Ozomatli were great, with their mixture of hip-hop, funk and many other styles being a lovely way to finish the 12 hours of music. However, the best bit was at the end. Anybody who was there will remember this… the band walked off, but suddenly the trumpet and trombone players were in the middle of the crowd, and everyone sat down on the grass to watch the brass section tooting away. Meanwhile, Ian Brown and some other guy were taking photos from the empty stage. Then the rest of the band appeared out of nowhere with the other two, and it turned into this huge messy conga line full of people clapping in time and all the players dancing along while playing their instruments (the drummer had a couple of people holding his drums). This mess ended up in front of the artist signing desk, and did this impromptu little jam for a couple of minutes, and then finished for real. I haven’t done that justice… you basically had to be there, and not many people who were will forget it.

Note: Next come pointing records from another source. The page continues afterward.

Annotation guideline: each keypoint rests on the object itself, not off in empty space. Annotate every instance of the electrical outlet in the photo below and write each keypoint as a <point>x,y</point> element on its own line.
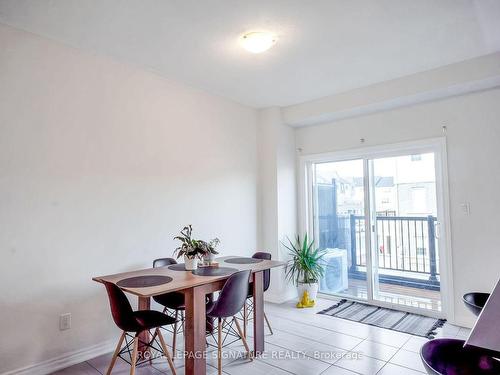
<point>64,321</point>
<point>465,206</point>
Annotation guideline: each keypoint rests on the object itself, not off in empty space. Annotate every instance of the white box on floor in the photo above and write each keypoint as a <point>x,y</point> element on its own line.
<point>335,276</point>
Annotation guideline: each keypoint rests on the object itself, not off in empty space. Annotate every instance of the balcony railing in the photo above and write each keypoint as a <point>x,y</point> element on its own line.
<point>406,247</point>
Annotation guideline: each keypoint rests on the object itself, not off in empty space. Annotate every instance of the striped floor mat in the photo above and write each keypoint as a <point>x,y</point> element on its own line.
<point>414,324</point>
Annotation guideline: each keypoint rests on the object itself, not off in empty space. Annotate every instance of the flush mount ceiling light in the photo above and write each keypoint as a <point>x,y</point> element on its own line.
<point>258,41</point>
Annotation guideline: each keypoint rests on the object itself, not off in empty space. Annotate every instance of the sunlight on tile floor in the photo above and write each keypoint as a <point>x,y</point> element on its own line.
<point>304,343</point>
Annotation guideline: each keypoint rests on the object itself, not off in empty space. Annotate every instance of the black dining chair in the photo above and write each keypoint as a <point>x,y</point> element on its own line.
<point>135,322</point>
<point>173,303</point>
<point>248,307</point>
<point>229,303</point>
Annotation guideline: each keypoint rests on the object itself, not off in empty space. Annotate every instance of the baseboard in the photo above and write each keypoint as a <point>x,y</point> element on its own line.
<point>66,360</point>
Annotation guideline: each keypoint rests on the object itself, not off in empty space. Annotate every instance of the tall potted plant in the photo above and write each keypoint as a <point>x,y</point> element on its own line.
<point>190,248</point>
<point>305,267</point>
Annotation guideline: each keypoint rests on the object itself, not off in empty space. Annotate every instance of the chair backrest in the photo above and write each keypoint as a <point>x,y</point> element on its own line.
<point>162,262</point>
<point>233,295</point>
<point>122,312</point>
<point>267,273</point>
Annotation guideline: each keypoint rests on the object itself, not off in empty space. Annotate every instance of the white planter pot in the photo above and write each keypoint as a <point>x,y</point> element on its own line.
<point>312,290</point>
<point>209,258</point>
<point>190,264</point>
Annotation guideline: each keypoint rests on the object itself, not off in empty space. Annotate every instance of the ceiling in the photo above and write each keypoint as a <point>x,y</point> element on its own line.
<point>325,46</point>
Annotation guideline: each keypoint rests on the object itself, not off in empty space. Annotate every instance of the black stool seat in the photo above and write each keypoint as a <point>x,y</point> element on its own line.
<point>149,319</point>
<point>450,357</point>
<point>172,300</point>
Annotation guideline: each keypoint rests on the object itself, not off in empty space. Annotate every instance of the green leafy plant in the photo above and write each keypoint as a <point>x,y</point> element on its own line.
<point>209,247</point>
<point>305,265</point>
<point>189,247</point>
<point>212,245</point>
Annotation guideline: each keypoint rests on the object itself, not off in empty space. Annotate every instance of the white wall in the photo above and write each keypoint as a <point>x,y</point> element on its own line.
<point>277,195</point>
<point>473,139</point>
<point>100,165</point>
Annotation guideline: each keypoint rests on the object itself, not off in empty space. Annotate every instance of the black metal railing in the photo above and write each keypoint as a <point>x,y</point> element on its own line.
<point>406,247</point>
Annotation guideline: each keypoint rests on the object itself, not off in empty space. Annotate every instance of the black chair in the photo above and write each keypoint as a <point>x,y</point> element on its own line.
<point>135,322</point>
<point>475,301</point>
<point>172,302</point>
<point>451,357</point>
<point>247,309</point>
<point>229,303</point>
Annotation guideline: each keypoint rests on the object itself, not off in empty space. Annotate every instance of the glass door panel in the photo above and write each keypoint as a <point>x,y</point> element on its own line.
<point>404,216</point>
<point>339,226</point>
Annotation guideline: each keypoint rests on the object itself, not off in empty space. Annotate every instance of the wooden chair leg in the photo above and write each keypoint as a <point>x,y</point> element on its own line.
<point>134,355</point>
<point>245,344</point>
<point>115,354</point>
<point>268,324</point>
<point>219,346</point>
<point>174,339</point>
<point>165,351</point>
<point>245,318</point>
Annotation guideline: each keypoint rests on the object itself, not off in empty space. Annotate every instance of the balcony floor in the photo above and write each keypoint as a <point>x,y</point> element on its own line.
<point>397,294</point>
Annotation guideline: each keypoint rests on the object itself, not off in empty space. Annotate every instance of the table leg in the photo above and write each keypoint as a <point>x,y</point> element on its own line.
<point>258,313</point>
<point>194,335</point>
<point>144,304</point>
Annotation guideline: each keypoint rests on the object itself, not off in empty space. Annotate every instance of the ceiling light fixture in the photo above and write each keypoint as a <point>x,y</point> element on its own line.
<point>258,41</point>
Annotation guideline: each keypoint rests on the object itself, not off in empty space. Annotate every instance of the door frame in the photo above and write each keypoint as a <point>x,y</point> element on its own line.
<point>436,145</point>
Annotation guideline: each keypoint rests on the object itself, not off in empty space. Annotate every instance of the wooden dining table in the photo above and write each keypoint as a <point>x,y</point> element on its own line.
<point>195,289</point>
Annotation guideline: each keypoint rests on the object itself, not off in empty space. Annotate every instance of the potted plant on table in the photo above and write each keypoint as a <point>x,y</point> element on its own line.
<point>209,250</point>
<point>304,269</point>
<point>190,248</point>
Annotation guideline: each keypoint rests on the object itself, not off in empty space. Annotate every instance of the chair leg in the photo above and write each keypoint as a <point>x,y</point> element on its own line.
<point>115,354</point>
<point>268,324</point>
<point>245,344</point>
<point>134,355</point>
<point>174,339</point>
<point>245,322</point>
<point>219,346</point>
<point>165,351</point>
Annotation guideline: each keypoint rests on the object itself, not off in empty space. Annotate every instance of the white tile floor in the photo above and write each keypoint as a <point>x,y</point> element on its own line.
<point>304,343</point>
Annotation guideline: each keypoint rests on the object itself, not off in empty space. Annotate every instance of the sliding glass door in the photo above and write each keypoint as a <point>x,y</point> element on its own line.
<point>378,219</point>
<point>339,228</point>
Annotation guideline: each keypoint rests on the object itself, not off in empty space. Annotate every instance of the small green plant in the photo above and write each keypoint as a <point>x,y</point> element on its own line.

There were some flies in the ointment, but on the whole this festival was really good, much better than Rock-it (a similar large festival). There was plenty of sunscreen in the camping area, and it was free (and very useful), and there were plenty of toilets. Sure, they got a bit grotty by the end of the night, but that’s only to be expected, and there were stil good ones left next morning. The food was a bit pricey, but at least it was supporting the local sporting clubs, Variety club etc, as well as chains like Chicken Treat. The coffee van was especially nice… apparently they were from the Wray Cafe in Freo, and their chocolate brownies are still the nicest thing I’ve eaten all year. The price of alcohol was absurdly expensive, as it always is at these large events – $7 for a beer is overkill. Next year, if they have more shade and more water taps, and don’t shut down the camping fun early at 2am, it’ll be pretty much perfect.